Setting up a domain redirect is not a one-time task. Redirects break over time, and the consequences are silent until someone notices.

What Can Go Wrong

ProblemCauseImpact
SSL expiration on source domainCertificate not renewedHTTPS visitors see SSL error instead of redirect
DNS lapse on source domainDomain registration expiredOld domain becomes available for anyone to register
Redirect type changeServer reconfiguration, CDN update301 changes to 302, stopping SEO transfer
Redirect chain introducedNew intermediate service or proxy addedMultiple hops slow down redirect and lose equity
Redirect destination changedAccidental config changeOld domain redirects to wrong destination
Server downtimeRedirect server goes offlineOld domain returns errors instead of redirecting

What to Monitor

1

Redirect Status Code

Verify that the redirect returns a 301 status code, not a 302, 307, or something else. Check this weekly or after any server changes.
2

Redirect Destination

Confirm that the redirect target URL is correct and returns a 200 status code. A redirect to a 404 page transfers no SEO value.
3

Redirect Chain Length

Check that the old domain reaches the final destination in a single hop. Monitor for new intermediate redirects that create chains.
4

SSL Certificate on Source Domain

Track the SSL certificate expiration on the old domain. Set up alerts well before expiration to ensure renewal happens.
5

Domain Registration on Source Domain

Monitor the domain registration expiration for the old domain. If the old domain lapses, anyone can register it and your redirect breaks permanently.
6

Response Time

Track how long the redirect takes. A redirect that takes more than a few hundred milliseconds suggests a problem with the redirect server or DNS resolution.

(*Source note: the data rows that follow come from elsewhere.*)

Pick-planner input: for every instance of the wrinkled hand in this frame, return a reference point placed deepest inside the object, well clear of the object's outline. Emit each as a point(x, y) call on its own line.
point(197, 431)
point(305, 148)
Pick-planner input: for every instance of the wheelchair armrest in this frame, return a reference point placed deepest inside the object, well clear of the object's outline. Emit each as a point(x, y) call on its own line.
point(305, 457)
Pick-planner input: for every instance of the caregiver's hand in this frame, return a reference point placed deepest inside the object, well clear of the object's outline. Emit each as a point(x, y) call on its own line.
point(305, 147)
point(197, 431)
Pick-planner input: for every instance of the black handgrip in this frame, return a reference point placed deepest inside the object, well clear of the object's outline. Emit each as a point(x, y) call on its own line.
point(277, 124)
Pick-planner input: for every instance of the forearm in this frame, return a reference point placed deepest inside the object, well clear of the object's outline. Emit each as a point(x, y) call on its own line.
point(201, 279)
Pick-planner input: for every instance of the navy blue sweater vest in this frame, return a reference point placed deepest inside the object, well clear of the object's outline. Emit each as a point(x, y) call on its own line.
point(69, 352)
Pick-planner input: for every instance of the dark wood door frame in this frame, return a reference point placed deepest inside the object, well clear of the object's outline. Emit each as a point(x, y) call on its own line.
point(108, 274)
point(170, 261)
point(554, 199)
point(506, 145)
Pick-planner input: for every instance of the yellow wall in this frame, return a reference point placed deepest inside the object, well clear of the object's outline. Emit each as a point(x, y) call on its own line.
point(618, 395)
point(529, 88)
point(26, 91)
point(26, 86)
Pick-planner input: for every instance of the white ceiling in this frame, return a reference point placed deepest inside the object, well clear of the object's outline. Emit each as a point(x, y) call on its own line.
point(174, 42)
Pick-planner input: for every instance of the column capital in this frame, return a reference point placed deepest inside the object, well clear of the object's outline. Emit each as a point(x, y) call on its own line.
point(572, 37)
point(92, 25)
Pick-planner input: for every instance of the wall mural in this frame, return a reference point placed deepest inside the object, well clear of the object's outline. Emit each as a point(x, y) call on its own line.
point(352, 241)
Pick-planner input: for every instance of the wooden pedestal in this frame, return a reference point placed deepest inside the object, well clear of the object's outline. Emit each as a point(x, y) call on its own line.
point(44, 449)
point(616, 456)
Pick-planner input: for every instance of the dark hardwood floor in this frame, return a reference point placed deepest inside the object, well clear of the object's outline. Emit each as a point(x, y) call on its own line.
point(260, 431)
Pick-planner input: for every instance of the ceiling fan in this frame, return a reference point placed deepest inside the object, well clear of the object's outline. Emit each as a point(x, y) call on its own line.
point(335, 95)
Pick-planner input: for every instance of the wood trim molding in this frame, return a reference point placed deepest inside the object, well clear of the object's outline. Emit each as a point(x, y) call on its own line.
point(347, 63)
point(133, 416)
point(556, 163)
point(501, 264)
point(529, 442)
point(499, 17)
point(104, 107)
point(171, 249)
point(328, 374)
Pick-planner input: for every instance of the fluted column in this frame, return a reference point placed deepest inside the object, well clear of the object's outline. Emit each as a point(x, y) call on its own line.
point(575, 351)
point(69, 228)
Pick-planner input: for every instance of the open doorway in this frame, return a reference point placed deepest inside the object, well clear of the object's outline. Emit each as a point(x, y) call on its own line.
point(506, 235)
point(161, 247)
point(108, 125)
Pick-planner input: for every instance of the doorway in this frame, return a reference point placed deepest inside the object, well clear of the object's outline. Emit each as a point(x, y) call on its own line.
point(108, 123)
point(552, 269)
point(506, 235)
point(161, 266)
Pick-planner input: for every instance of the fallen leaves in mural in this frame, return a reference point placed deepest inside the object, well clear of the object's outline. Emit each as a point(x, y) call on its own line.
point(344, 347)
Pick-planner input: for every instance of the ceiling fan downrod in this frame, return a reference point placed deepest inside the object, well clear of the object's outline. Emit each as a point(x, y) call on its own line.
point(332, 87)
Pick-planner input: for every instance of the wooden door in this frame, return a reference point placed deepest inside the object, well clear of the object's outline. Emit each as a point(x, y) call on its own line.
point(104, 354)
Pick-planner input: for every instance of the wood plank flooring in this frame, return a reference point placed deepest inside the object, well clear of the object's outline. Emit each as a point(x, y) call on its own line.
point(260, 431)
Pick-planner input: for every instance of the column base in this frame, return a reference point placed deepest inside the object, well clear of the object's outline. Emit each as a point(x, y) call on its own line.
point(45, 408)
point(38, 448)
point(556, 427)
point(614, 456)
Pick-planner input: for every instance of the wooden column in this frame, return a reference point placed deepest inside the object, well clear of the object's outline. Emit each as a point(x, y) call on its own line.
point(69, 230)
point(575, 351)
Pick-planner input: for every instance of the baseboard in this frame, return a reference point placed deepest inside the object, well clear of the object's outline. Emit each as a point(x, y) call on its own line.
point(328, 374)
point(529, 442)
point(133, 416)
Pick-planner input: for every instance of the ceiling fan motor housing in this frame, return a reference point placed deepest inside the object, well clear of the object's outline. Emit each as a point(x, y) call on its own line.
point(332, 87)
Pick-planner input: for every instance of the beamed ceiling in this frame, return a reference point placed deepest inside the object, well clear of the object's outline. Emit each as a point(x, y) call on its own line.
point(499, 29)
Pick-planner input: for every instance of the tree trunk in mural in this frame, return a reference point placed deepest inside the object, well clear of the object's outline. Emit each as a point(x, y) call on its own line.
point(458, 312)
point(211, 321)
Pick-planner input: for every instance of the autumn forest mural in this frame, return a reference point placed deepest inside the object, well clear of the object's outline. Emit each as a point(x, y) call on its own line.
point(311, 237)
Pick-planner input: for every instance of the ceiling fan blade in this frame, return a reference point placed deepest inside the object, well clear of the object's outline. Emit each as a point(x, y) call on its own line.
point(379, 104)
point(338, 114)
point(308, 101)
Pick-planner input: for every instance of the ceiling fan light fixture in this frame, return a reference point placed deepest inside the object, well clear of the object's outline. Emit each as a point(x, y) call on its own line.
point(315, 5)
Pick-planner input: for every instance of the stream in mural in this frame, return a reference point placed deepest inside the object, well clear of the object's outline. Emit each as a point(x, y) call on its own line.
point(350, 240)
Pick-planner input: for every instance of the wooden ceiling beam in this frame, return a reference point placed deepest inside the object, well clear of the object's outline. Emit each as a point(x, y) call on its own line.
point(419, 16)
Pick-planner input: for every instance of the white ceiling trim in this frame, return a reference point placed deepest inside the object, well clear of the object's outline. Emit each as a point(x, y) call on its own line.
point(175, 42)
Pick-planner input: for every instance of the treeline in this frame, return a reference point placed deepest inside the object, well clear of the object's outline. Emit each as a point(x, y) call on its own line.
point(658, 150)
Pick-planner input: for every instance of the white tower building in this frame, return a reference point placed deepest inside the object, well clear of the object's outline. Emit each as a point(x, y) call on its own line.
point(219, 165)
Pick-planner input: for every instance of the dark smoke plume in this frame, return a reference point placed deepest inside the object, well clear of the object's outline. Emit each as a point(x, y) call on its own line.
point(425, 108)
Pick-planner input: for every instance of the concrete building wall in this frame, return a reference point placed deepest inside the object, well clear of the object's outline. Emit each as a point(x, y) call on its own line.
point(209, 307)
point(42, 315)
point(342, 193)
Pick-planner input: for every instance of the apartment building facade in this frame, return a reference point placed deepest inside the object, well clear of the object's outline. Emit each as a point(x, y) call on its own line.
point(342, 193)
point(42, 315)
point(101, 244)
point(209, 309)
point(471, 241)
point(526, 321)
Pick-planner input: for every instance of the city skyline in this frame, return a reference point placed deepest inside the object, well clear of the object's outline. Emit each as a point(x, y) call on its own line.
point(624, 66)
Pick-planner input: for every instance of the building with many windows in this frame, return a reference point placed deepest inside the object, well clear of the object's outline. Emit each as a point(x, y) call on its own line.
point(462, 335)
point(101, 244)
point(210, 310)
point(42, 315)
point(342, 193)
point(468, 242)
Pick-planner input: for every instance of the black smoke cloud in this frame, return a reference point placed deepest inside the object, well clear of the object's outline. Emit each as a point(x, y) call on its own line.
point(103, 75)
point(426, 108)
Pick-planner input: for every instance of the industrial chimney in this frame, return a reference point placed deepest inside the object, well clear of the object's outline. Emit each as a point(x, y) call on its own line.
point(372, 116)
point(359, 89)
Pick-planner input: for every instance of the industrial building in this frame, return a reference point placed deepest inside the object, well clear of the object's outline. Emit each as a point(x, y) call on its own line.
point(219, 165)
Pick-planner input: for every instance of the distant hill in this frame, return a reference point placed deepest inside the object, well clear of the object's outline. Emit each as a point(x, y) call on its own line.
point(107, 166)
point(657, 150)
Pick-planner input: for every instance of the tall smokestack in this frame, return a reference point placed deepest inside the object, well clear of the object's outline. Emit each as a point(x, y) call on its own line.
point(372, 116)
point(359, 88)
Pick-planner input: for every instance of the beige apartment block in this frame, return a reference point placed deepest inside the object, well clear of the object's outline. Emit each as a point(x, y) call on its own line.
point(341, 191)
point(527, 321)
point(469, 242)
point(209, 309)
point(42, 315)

How Long to Maintain Domain Redirects

A common question is how long you need to keep the old domain redirecting. The answer depends on the use case.

Rebranding: Keep the redirect active for at least 2-3 years. Google needs time to fully process the domain change, and users with bookmarks or cached links need the redirect to work. Some companies maintain brand redirects indefinitely because the cost of renewing a domain is trivial compared to the SEO loss of dropping it.

Typo domains: Maintain indefinitely. Typo domains exist specifically to catch misspellings, and people will always make typos.

Domain consolidation: At least 1-2 years. After that, evaluate search console data to see if Google has fully transitioned. If the old domain still shows impressions in search results, the redirect is still needed.

www/non-www canonicalization: Permanent. This is not a temporary migration; it is an ongoing configuration.

When you stop renewing the old domain, you lose the redirect entirely. If the domain had significant backlinks, those links become dead. Worse, someone else could register the expired domain and redirect it to a malicious or competing site. For high-value domains, the safest approach is to keep them registered indefinitely.

Domain redirects are simple in concept but have long-term SEO and security implications. The redirect itself takes minutes to configure. Monitoring it to make sure it keeps working takes a tool that checks automatically.